Dr. King joined the faculty of the University of Washington in 1995. Prior to that, she was professor of genetics at the University of California, Berkeley from 1976 to 1995. She is past president of the American Society of Human Genetics and has served on numerous government panels and with private organizations, including the National Academy of Sciences, the National Institutes of Health, the National Cancer Institute, and the Robert Wood Johnson Foundation. She also has served on the editorial boards or reviewing panels of many publications, including Science and Nature.

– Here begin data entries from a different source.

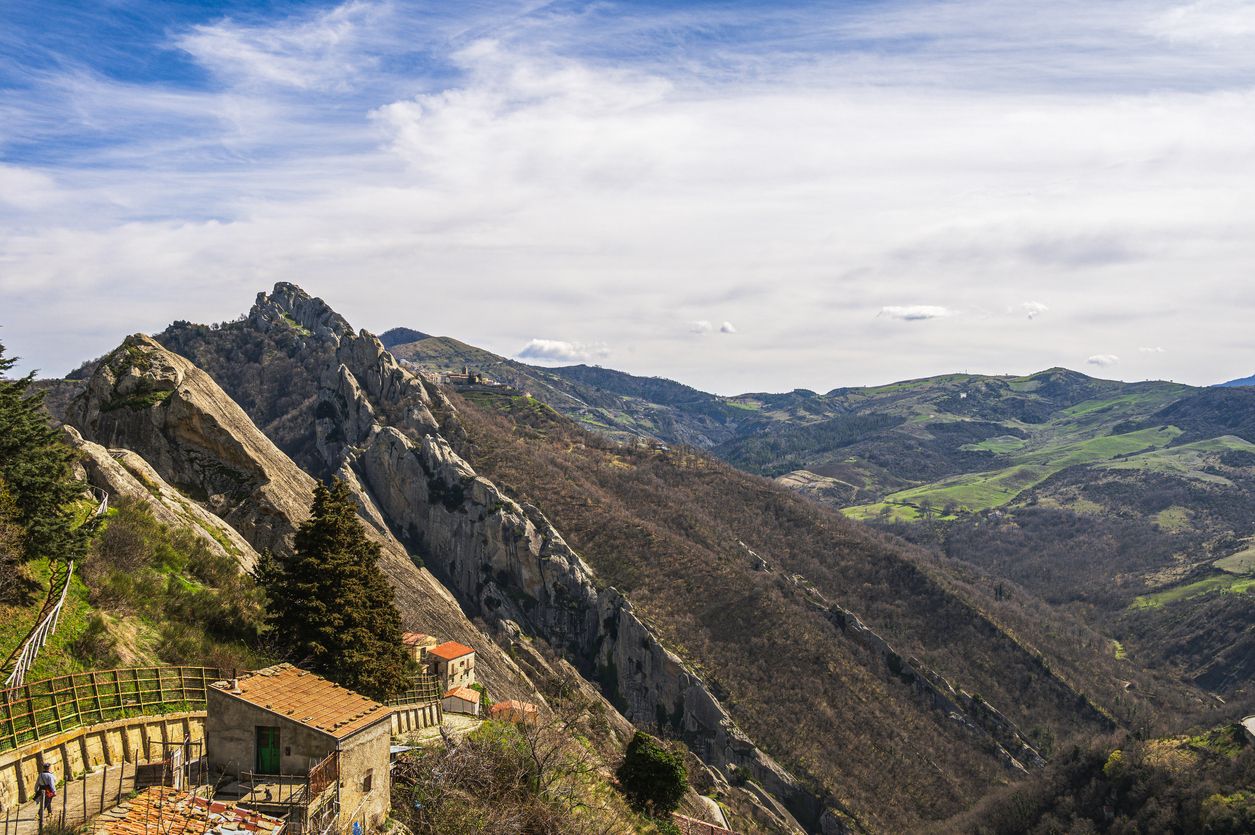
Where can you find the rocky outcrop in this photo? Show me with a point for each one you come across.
(123, 474)
(970, 711)
(181, 427)
(165, 408)
(506, 563)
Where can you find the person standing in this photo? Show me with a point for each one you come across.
(45, 789)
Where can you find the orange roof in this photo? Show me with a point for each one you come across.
(463, 693)
(449, 649)
(308, 698)
(511, 706)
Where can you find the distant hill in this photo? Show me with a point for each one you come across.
(1240, 381)
(1133, 499)
(400, 335)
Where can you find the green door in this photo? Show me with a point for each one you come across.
(267, 750)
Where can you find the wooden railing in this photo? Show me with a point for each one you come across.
(423, 689)
(23, 657)
(53, 706)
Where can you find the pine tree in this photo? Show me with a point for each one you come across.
(35, 465)
(330, 608)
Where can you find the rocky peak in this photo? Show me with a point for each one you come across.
(289, 307)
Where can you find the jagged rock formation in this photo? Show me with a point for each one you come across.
(166, 417)
(123, 474)
(377, 428)
(153, 402)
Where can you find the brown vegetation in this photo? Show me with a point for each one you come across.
(675, 530)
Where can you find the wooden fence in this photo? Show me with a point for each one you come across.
(423, 689)
(53, 706)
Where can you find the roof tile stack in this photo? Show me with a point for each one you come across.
(167, 811)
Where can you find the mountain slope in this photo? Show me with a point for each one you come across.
(1146, 486)
(749, 593)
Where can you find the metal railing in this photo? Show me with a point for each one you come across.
(53, 706)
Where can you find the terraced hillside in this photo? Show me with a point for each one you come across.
(1133, 500)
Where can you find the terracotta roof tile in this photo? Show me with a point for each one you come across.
(449, 649)
(463, 693)
(166, 811)
(309, 700)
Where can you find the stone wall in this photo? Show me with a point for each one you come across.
(231, 737)
(88, 748)
(365, 782)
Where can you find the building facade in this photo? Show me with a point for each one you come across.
(281, 721)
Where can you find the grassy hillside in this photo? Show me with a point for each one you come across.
(146, 594)
(724, 564)
(1128, 497)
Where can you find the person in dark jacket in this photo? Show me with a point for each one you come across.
(45, 787)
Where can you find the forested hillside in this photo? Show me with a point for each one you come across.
(1127, 502)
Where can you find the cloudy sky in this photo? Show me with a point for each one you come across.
(743, 196)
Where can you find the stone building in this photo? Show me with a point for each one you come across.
(516, 712)
(461, 700)
(452, 663)
(283, 722)
(417, 646)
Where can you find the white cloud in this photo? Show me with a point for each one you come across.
(1033, 309)
(915, 312)
(556, 350)
(1206, 21)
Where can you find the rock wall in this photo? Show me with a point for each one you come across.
(183, 428)
(506, 563)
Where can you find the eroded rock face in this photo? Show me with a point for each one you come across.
(123, 474)
(183, 428)
(506, 563)
(153, 402)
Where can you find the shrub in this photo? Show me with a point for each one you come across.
(653, 775)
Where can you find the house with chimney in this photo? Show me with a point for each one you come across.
(452, 663)
(301, 746)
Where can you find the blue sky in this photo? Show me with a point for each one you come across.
(743, 196)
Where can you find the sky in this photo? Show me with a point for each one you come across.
(742, 196)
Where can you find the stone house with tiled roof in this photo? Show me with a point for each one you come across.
(283, 721)
(452, 663)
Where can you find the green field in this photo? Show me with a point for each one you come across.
(1239, 563)
(1216, 584)
(993, 489)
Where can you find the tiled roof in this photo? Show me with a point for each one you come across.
(308, 698)
(462, 692)
(449, 649)
(511, 706)
(167, 811)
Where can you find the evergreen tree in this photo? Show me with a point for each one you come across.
(653, 775)
(35, 465)
(330, 608)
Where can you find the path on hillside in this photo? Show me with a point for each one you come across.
(75, 802)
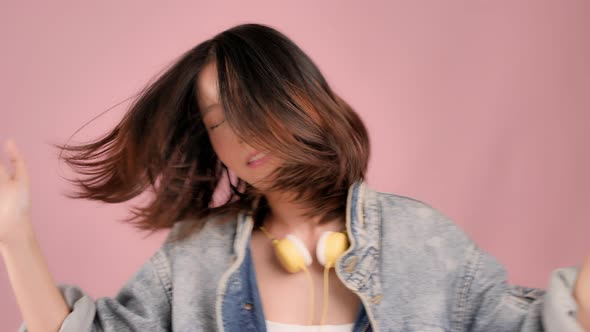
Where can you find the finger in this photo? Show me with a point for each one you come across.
(15, 156)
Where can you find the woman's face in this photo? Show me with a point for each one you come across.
(228, 147)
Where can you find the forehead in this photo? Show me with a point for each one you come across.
(207, 88)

Dr. King’s exceptional research contributions have been recognized by numerous awards and prizes, including: The Paul Ehrlich and Ludwig Darmstaedter Prize, the American Society of Clinical Oncology Basic Science Award, the American Cancer Society Medal of Honor for Clinical Research, the Weizmann Institute Award for Women and Science, the Gruber Prize in Genetics, the Pearl Meister Greengard Prize, the Heineken Prize for Medicine, the Clowes Award for Basic Research, and the University of California Medal. In 2014, she received the Lasker Special Achievement Award for Medical Research and in 2016, the United States National Medal of Science. Dr. King is a member of the National Academy of Sciences, the American Academy of Arts and Sciences, and the National Academy of Medicine, and a foreign member of the French Academy of Sciences.
Dr. King earned a BA in mathematics, cum laude, from Carleton College and a PhD in genetics from the University of California, Berkeley in 1972. In her doctoral work, she demonstrated through comparative protein analysis that chimpanzees and humans are 99 percent genetically identical, a finding that stunned the public at the time, revolutionized evolutionary biology, and is today common knowledge. Dr. King completed postdoctoral training in cancer genetics at the University of California, San Francisco.